Clonal Clustering Using 10-Gene Multilocus Sequence Typing Reveals an Association Between Genotype and Listeria monocytogenes Maximum Growth Rate in Defined Medium

• Published in: Foodborne pathogens and disease Vol. 12; no. 12; p. 972
• Main Authors: Tang, Silin, Wiedmann, Martin, Gardner, Alexandra L, Brown, Ana' M, Boor, Kathryn J, Bergholz, Teresa M
• Format: Journal Article
• Language: English
• Published: United States 01.12.2015
• Subjects: Bacterial Typing Techniques; Clone Cells - classification; Culture Media; DNA, Bacterial; Genetic Variation; Genotype; Listeria monocytogenes - classification; Listeria monocytogenes - genetics; Listeria monocytogenes - growth & development; Multilocus Sequence Typing; Phenotype; Phylogeny; Sequence Analysis, DNA; Serogroup
• ISSN: 1556-7125
• DOI: 10.1089/fpd.2015.2019

We used a 10-gene (10G) multilocus sequence typing scheme to investigate the diversity and phylogenetic distribution of 124 Listeria monocytogenes strains across major lineages, major serotypes, and seven epidemic clones that have been previously associated with outbreaks. The 124 isolates proved to be diverse, with a total of 81 sequence types (10G-STs) belonging to 13 clonal complexes (CCs), where all STs of the same CC differ from one another in up to 3 of the 10 alleles (named as 10G-triple-locus-variant-clonal-complexes [10G-TLV-CCs]).

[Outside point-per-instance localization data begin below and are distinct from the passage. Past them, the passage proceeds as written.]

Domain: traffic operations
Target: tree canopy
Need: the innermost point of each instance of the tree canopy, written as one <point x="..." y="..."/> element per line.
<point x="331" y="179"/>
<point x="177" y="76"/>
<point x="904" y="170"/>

Phenotypic characterization for 105 of the 124 strains showed that L. monocytogenes had variable maximum growth rate (μ(max)) in a defined medium at 16°C, and classification by lineage or serotype was not able to reflect the genetic basis for the difference of this phenotype. Among the six major 10G-TLV-CCs, 10G-TLV-CC4 that included lineage I strains had significantly lower μ(max) (Tukey honestly significant difference adjusted [adj.] p < 0.05) compared to 10G-TLV-CC1 and 10G-TLV-CC3 that both comprised lineage II strains, indicating a distinct difference in growth of these L. monocytogenes isolates under nutrient-limited conditions among some of the CCs. However, the other three (10G-TLV-CC2, 6, and 10) of the six major 10G-TLV-CCs containing either lineage I or lineage II strains did not show significantly different μ(max) compared to the others (adj. p < 0.05). Our findings highlighted the importance of using molecular typing methods that can be used in evolutionary analyses as a framework for further understanding the phenotypic characteristics of subgroups of L. monocytogenes.